Non poteva esserci figura migliore per specchiarsi in una terra in cui la povertà non coincide con la miseria ma con l’arte di sopravvivere con ciò che si è, faticosamente, conquistato a un territorio strutturalmente ostile. Riva ha sempre ricordato l’abbraccio caldo della Sardegna come il motivo scatenante che lo ha spinto a dire molti “No” alle richieste di trasferimento che arrivavano dalle squadre del Nord. Più sardo dei sardi, in tempi di un’Italia che usciva dal boom economico e dalle sue contraddizioni ha mostrato, con scelte dirette, l’esistenza di un Paese oltre i limiti dei mondi industriali del Nord.
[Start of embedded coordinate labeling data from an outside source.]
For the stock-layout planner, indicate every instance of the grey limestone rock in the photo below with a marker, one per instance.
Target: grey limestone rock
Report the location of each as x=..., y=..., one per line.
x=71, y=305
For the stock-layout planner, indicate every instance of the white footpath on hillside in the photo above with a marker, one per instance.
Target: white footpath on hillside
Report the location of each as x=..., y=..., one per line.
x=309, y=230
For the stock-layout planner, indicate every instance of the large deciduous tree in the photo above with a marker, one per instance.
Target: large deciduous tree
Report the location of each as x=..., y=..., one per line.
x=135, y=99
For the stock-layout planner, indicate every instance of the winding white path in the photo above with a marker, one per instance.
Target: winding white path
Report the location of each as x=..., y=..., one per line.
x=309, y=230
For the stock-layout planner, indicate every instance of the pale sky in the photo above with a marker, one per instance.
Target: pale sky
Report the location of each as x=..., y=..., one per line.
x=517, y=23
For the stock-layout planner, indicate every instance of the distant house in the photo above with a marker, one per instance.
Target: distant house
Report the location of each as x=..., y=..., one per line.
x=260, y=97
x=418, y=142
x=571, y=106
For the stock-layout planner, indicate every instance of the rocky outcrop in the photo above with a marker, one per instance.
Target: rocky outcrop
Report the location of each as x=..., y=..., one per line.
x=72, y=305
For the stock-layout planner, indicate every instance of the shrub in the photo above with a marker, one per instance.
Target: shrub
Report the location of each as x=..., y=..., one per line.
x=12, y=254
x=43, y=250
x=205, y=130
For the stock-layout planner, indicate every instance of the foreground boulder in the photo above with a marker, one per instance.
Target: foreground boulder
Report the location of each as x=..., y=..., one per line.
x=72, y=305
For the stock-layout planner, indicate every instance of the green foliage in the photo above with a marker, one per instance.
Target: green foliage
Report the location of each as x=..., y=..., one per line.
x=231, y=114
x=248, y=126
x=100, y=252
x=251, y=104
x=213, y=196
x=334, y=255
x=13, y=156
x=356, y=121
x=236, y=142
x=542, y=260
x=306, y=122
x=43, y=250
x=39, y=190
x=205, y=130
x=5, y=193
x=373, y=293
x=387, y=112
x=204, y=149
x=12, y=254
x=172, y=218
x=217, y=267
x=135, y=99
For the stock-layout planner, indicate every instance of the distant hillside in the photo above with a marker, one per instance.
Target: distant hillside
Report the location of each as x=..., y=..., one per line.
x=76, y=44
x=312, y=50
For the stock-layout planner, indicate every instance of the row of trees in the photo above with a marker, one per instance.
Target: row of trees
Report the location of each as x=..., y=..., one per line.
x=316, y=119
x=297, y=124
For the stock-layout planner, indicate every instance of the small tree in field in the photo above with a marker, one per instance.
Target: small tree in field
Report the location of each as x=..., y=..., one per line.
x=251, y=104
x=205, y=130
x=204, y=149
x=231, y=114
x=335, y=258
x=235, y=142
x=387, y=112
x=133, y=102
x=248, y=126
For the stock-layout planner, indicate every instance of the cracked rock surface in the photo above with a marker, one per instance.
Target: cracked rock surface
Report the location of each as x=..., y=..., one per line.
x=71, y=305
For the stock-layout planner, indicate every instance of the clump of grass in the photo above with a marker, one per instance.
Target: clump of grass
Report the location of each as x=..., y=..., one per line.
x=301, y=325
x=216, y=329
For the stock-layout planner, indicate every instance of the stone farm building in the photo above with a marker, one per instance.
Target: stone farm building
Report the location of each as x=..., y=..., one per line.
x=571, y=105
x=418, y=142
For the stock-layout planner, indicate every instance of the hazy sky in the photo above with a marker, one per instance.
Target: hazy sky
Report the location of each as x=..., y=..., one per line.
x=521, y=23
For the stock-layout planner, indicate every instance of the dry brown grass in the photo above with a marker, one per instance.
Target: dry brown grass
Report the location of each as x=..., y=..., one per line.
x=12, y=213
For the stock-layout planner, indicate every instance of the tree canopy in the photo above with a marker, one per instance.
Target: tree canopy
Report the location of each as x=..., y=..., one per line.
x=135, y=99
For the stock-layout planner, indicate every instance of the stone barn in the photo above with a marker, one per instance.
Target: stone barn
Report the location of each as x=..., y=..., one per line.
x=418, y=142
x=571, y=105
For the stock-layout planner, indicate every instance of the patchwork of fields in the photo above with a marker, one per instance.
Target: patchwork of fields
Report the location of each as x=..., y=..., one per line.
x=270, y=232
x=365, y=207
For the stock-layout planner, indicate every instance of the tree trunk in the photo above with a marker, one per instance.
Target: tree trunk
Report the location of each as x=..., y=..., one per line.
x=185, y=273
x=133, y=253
Lo spirito del tempo dei sardi
Bella e maledetta la Sardegna nel suo dualismo, altrettanto bella e maledetta la carriera di Riva, arrivato in pochi mesi dall’apoteosi dello scudetto e della finale mondiale del 1970 persa col Brasile di Pelé all’inizio di un lungo ciclo di infortuni. Riva ne ha fatto la sua casa. Ha scelto la periferia per essere al centro. A suo modo, è “passato leggero” muovendosi sui campi erbosi della terra cantata da Atzeni.
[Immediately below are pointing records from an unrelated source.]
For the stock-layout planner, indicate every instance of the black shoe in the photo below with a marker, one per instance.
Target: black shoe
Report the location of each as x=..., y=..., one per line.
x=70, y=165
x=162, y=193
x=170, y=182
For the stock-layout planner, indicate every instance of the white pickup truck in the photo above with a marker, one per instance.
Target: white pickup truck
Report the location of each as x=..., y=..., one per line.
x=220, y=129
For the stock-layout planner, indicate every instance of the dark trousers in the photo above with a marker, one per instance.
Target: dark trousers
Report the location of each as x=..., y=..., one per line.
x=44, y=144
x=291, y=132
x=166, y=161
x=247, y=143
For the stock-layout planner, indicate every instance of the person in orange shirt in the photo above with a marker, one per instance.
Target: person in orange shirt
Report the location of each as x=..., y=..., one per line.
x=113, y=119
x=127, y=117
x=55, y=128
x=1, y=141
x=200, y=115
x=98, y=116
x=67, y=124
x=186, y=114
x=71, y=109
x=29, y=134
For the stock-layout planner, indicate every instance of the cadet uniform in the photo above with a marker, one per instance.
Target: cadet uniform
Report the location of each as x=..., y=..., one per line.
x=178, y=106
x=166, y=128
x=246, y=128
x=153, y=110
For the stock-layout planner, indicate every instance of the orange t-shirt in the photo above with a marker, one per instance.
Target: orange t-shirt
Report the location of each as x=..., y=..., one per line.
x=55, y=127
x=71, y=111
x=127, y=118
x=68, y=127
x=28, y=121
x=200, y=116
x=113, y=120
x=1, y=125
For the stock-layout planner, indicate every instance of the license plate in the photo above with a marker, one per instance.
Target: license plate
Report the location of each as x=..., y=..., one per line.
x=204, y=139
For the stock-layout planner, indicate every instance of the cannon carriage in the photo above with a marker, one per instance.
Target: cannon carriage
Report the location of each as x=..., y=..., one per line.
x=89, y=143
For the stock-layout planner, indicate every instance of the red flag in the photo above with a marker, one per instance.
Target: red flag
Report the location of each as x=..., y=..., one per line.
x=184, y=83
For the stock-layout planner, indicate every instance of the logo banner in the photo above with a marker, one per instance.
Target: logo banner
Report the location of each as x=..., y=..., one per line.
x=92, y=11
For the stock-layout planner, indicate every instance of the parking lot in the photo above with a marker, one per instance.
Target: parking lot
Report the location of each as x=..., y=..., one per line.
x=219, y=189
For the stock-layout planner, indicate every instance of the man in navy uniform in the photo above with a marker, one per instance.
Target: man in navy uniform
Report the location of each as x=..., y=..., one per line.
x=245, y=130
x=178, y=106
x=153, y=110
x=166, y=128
Ha a colpi di gol e scelte personali in controtendenza con lo sport-business acquisito quella “sardità” che di fatto è è un sentire imponderabile, un diritto non acquisito e, scriveva nel 2019 la Nuova Sardegna, “non appartiene solo a chi in Sardegna ci è nato ma anche a chi sceglie l’isola come “patria”. Non si descrive a parole, non attiene a ragioni logiche: è solo questione di sintonie”. La fenomenologia della Sardegna di Gigi Riva è stata legata al fatto che il pallone ha funto da strumento emancipatore. Un analista di materie geopolitiche come Alessandro Aresu, nel 2016, su Limes commentando i portati della cultura popolare della sua nativa Sardegna bene lo ha sintetizzato: “Per Hegel lo spirito del mondo si è incarnato in Napoleone a Jena. Per i sardi lo spirito del mondo si è incarnato in Gigi Riva”. E lo spirito del mondo oggigiorno è radicalmente mutato.
L’ultima epica sarda
La beffa del destino ha voluto Riva ricordato nel tempio di un calcio che è l’antitesi di quello che ha incarnato: un freddo stadio arabo, lontano migliaia di chilometri e due fusi orario dall’Italia, di fronte a un pubblico di follower, non tifosi, senza identità sportiva. O forse senza identità tout court. Da cui quei fischi deplorevoli da parte di chi vedeva la commemorazione di un campione defunto come un blocco allo show must go on in attesa dell’inizio del secondo tempo di Napoli-Inter.
La realtà è che Gigi Riva ha permesso a un’isola intera di poter dire, di fronte al resto d’Italia, la parola “sardo” con maggiore orgoglio. E, in un certo senso, di italianizzare una terra spesso considerata avulsa dal territorio metropolitano dall’Unità al secondo dopoguerra.
Non a caso, fatto raro per la scomparsa di un big della cultura “pop”, Sergio Mattarella ha speso un ricordo personale tramite i canali del Quirinale per un campione-simbolo del Paese, non solo del calcio. E per centinaia di migliaia di sardi e i loro figli la storia di riscatto associata al Cagliari di Riva è, in maniera simile a quanto avviene nel mondo latinoamericano, una forma contemporanea di epica narrativa. La stessa che a lungo ha plasmato una terra i cui abitanti sono “passati leggeri” per secoli. Unendosi a consolidare una cultura antica per cui nessuno, da chi veniva dai flutti del mare millenni fa a chi vi giungeva, in controtendenza, in cerca di fortuna quando vi sbarcava Riva era mai considerato a prescindere straniero.